# LED bulb for coating



## Naethan (Mar 30, 2015)

Hello,
I've just bought a LED bulb 6.5 W (500 lm / 3000K) with warm white light for my "darkroom".
It says that this lamp has NO radiation but i know that most led's has a very small uv radiation. I want to ask if it's ok for coating screens because it's white light, no yellow/orange/red with over 450 nm. Will it bring me problems with my emulsion if i'll work with this in darkroom??
Thank you in advance!


----------



## Onewithpez (Jul 14, 2011)

You are fine, I coat and expose under banks of normal fluorescent lights. Emulsion is not UV sensitive when wet. Think about your exposure unit, you have special bulbs in close proximity for a period of time. The normal bulbs don't give much uv and they are feet above your screens. 

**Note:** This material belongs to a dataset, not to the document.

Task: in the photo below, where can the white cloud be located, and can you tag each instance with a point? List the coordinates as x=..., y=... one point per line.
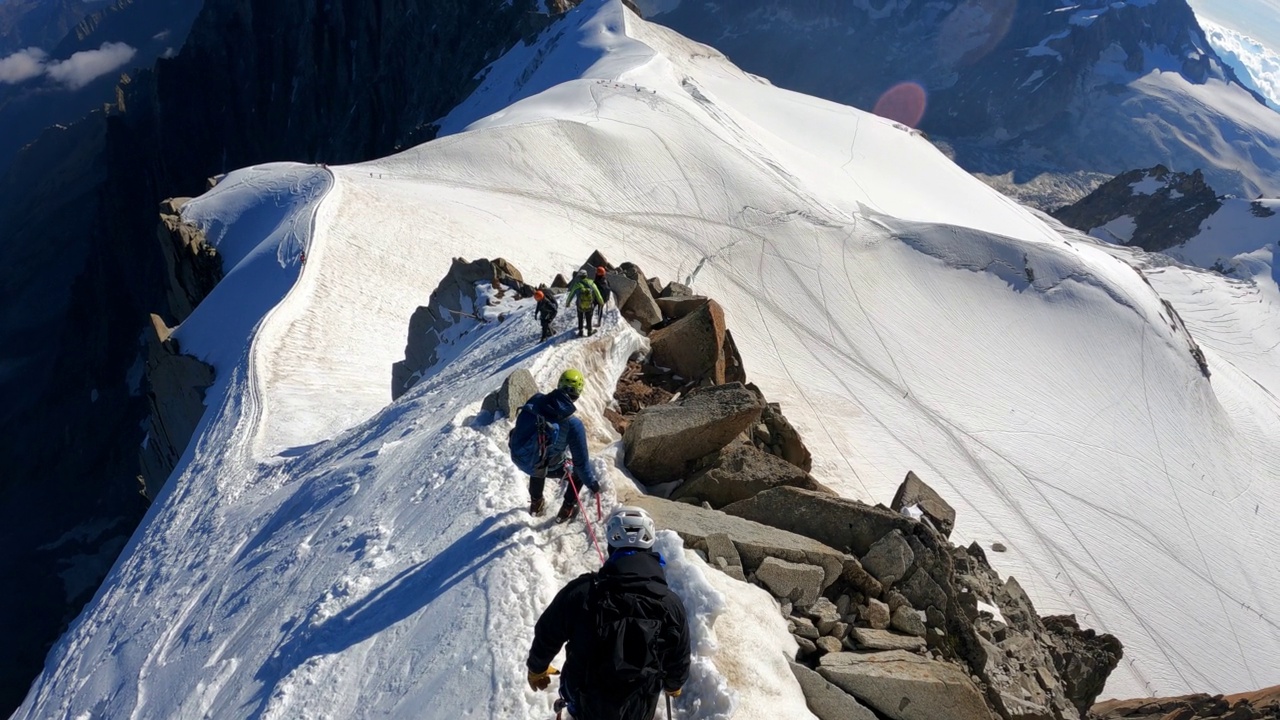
x=22, y=65
x=1257, y=64
x=86, y=65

Sent from my iPhone using Tapatalk


----------



## beanie357 (Mar 27, 2011)

You may want to investigate a little further. More variables than may have been considered. We do 100-150 screens a day. We use filters on our tubes. Emulsion is photo-reactant when wet. Check with ANY mfg.

With certain emulsions, and using screens right away you can get by with working in certain lights. Others, no go. Ck with the emulsion manufacturerer. BTW: Our exposure unit is LED, so just because it is led, does not mean it is safe for emulsion.


----------



## Naethan (Mar 30, 2015)

Thank you very much for your reply and info!


----------



## Naethan (Mar 30, 2015)

beanie357 said:


> You may want to investigate a little further. More variables than may have been considered. We do 100-150 screens a day. We use filters on our tubes. Emulsion is photo-reactant when wet. Check with ANY mfg.
> 
> With certain emulsions, and using screens right away you can get by with working in certain lights. Others, no go. Ck with the emulsion manufacturerer. BTW: Our exposure unit is LED, so just because it is led, does not mean it is safe for emulsion.


Ok so...shall i try 2 watt lamp yellow led??it also says no radiation..I'm starting today so i will have really few screens per day, and my main worry is the sensitized emulsion. With low watt and yellow light (No radiation) will be my emulsion not cured right?Just for coating...
Thanks


----------